China's State Council issues measures to expand consumption

Last updated on: 31 July,2023 11:14 am

Asian giant’s biggest cities promise steps for boosting property sector

BEIJING (Reuters/Web Desk) - China's State Council on Monday issued measures to restore and expand consumption in the automobile, real estate and services sector, aiming to give full play to the "fundamental role" of consumption in economic development.

The State Council said in a document the government will improve the infrastructure for charging to promote more purchases of new energy vehicles, support housing demand by expanding the supply of affordable rental housing and encourage tourism by asking local governments to cut admission fees at scenic areas or even make them free during low periods.

Read more: China's factory activity extends declines, firming case for stimulus

In an interview with state broadcaster CCTV published on Monday, unnamed officials from the National Development and Reform Commission said it will take the summer, Mid-Autumn and National Day holidays as an opportunity to expand holiday consumption.

Last week, policymakers at a Politburo meeting pledged to step up policy support for the economy amid a tortuous post-COVID recovery, focusing on boosting domestic demand, signalling more stimulus steps.

The world's second-largest economy grew at a sluggish pace in the second quarter as demand weakened.

Separately, China's biggest cities, including Beijing and Shenzhen, said over the weekend they would implement measures to better meet the needs of homebuyers, without giving details, aiming to prop up a property sector that is seeing few signs of recovery.

This comes after top leaders at a Politburo meeting pledged this month to adjust and optimise property policies in a timely manner, and the housing minister promised more effective implementation measures.

Markets have expected policymakers to signal more property stabilisation steps after the Politburo meeting.

China's property sector has seen a string of debt defaults by cash-squeezed developers over the past few years with China Evergrande Group, the world's most indebted property developer, at the centre of the crisis.

Beijing's housing ministry on Saturday night said it would take into account the city's real estate situation and work with relevant departments to implement the pledges of policymakers.

The southern megacity of Shenzhen made a similar statement on Sunday.
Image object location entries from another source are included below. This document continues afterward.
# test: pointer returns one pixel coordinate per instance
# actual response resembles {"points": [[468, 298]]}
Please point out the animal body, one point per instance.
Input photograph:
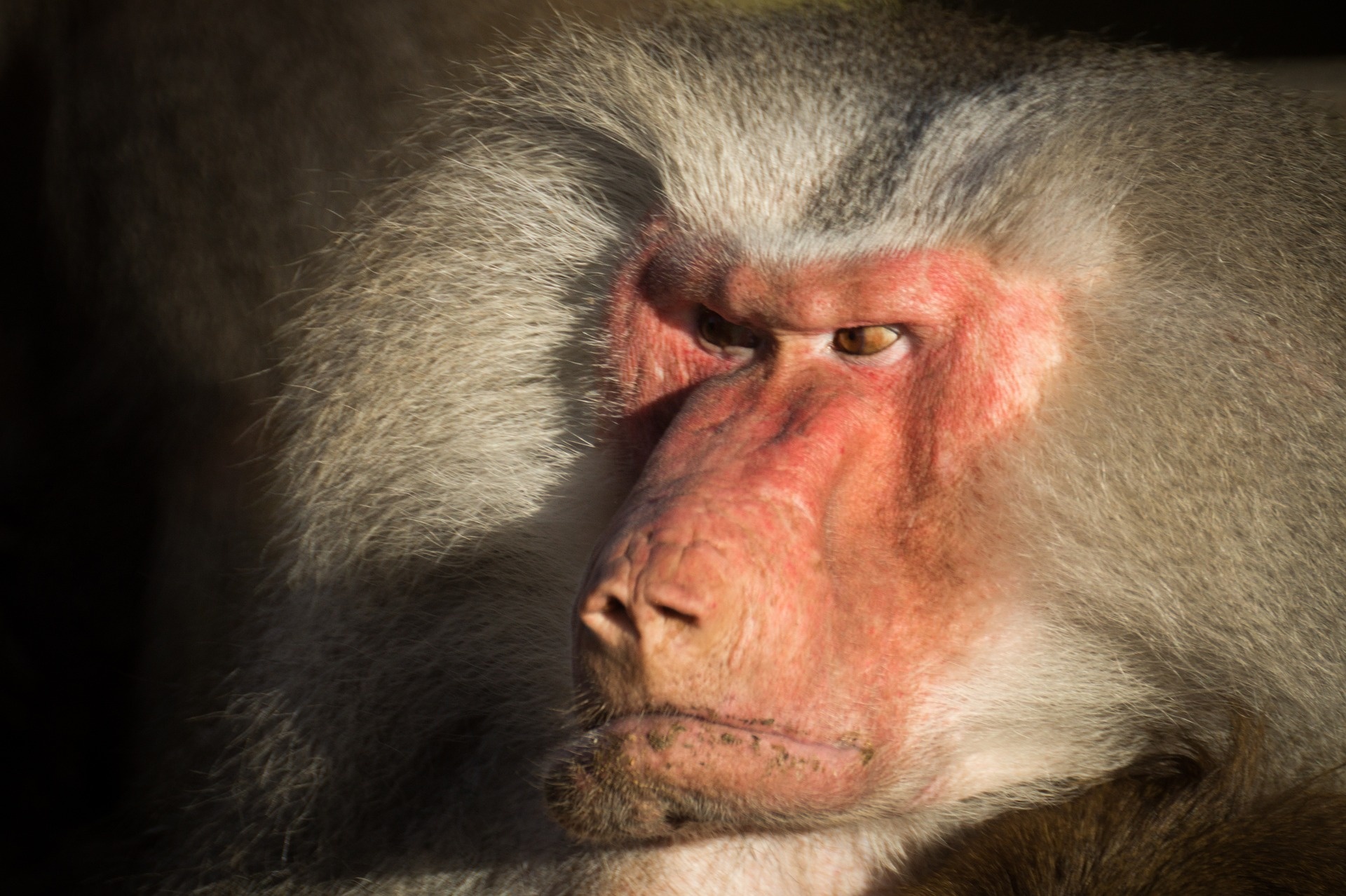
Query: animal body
{"points": [[932, 420]]}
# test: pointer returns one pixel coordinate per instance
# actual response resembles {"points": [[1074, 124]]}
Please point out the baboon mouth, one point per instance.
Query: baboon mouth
{"points": [[642, 778]]}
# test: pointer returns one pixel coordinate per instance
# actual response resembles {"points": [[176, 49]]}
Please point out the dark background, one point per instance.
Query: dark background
{"points": [[80, 451]]}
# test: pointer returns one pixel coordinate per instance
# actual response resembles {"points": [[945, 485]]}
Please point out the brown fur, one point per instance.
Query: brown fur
{"points": [[1171, 827]]}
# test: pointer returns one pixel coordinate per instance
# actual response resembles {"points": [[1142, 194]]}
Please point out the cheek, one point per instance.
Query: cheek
{"points": [[995, 373]]}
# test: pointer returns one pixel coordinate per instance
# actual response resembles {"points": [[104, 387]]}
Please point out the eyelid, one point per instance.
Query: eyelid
{"points": [[867, 339]]}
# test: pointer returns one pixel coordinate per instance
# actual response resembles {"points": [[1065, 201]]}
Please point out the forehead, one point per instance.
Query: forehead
{"points": [[905, 287]]}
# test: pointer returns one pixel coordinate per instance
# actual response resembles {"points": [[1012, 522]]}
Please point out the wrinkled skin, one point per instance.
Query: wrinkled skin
{"points": [[758, 626]]}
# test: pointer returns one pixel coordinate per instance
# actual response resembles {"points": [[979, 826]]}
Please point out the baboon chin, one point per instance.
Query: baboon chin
{"points": [[707, 451], [668, 777]]}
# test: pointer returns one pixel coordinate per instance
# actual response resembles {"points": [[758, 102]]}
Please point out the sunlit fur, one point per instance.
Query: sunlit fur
{"points": [[439, 487]]}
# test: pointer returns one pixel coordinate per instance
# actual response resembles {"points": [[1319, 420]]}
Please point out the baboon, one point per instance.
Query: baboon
{"points": [[934, 420]]}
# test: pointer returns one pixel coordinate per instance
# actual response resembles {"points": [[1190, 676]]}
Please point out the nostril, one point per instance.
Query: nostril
{"points": [[676, 615], [616, 613]]}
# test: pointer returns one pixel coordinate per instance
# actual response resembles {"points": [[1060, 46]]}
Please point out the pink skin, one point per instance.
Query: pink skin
{"points": [[791, 565]]}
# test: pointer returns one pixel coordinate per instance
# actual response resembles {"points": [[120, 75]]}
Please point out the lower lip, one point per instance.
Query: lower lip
{"points": [[773, 771]]}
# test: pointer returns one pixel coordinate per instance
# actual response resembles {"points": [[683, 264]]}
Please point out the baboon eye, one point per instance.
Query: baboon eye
{"points": [[866, 341], [719, 332]]}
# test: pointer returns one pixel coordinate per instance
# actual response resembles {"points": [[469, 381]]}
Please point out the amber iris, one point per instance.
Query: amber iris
{"points": [[864, 341]]}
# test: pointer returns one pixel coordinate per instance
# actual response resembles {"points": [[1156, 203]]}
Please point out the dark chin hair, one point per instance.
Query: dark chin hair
{"points": [[592, 794]]}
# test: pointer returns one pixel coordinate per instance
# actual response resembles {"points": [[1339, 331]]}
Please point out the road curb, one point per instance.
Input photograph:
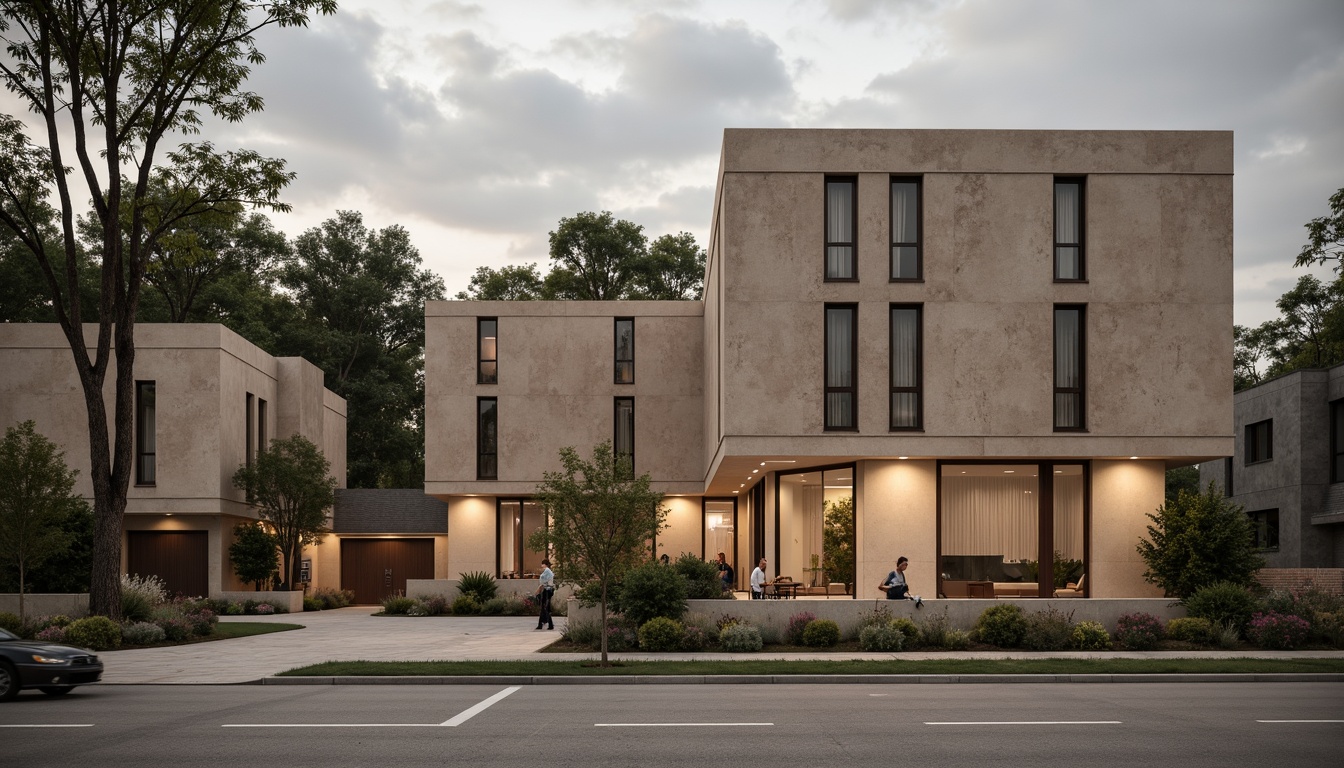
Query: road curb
{"points": [[797, 679]]}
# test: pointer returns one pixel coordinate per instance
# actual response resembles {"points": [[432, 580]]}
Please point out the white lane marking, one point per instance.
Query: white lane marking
{"points": [[1032, 722], [480, 708], [450, 722], [674, 724]]}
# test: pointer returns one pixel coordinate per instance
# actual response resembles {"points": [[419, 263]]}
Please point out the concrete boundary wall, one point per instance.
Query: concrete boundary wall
{"points": [[961, 613]]}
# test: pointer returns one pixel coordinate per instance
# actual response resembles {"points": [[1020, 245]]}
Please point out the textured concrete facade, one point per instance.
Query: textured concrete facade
{"points": [[741, 378], [203, 374]]}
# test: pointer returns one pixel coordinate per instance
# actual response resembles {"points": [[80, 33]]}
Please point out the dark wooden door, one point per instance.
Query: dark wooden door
{"points": [[179, 558], [375, 569]]}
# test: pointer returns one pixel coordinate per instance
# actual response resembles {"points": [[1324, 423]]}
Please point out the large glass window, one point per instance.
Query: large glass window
{"points": [[906, 210], [842, 353], [906, 366], [487, 439], [518, 521], [625, 350], [842, 222], [1069, 230], [997, 521], [145, 428], [815, 529], [487, 350], [1070, 367]]}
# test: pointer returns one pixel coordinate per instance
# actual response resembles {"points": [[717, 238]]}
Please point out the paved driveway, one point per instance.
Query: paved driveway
{"points": [[347, 634]]}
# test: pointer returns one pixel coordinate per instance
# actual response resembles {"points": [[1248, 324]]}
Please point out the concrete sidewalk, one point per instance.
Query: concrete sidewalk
{"points": [[352, 634]]}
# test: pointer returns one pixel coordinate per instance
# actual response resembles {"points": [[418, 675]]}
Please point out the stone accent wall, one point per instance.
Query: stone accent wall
{"points": [[1294, 579]]}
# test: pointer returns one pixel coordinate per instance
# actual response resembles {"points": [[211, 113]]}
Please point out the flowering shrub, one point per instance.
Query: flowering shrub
{"points": [[1139, 631], [1277, 631], [797, 623]]}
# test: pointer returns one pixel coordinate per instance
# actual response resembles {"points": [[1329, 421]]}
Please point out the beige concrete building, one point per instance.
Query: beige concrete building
{"points": [[976, 349], [206, 400]]}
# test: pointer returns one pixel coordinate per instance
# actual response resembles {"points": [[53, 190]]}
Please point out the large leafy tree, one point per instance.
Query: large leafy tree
{"points": [[1198, 540], [35, 501], [360, 296], [601, 519], [292, 486], [110, 85]]}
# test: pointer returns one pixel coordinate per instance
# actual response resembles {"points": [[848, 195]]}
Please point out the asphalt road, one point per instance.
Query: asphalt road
{"points": [[733, 725]]}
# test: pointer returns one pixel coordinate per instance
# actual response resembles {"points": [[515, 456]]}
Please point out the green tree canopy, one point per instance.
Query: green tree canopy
{"points": [[292, 486], [1196, 541], [35, 501], [601, 519]]}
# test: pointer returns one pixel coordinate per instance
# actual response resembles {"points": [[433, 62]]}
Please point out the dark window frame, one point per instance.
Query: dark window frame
{"points": [[481, 377], [616, 351], [891, 230], [1251, 445], [854, 370], [891, 349], [141, 453], [1081, 390], [1082, 229], [481, 474], [854, 227]]}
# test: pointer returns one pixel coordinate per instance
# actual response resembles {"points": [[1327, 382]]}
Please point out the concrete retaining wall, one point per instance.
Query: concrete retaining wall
{"points": [[74, 605], [961, 613]]}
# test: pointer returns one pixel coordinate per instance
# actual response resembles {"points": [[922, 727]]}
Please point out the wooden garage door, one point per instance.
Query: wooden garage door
{"points": [[375, 569], [180, 558]]}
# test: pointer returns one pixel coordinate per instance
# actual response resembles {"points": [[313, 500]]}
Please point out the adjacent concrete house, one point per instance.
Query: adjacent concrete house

Official newspaper Guangzhou Daily also reported on Sunday that Guangzhou's housing ministry had vowed to launch relevant policy measures as soon as possible.

Reuters in an earlier report warned that commercial real estate investors around the world risk painful losses as investors and lenders are slowly confronting an ugly question - if people never again shop in malls or work in offices the way they did before the pandemic, how safe are the fortunes they piled into bricks and mortar?

Read more: Commercial real estate investors around the world risk painful losses

Global property services firm Jones Lang LaSalle - which in May pointed to a 18pc annual drop in first quarter global leasing volumes - published data this month showing prime office rental growth in New York, Beijing, San Francisco, Tokyo and Washington DC turned negative over the same period.

In Shanghai, China's leading financial hub, office vacancy rates rose 1.2 percentage points year-on-year in Q2 to 16pc, rival Savills said, suggesting a recovery would depend on nationwide stimulus policies succeeding.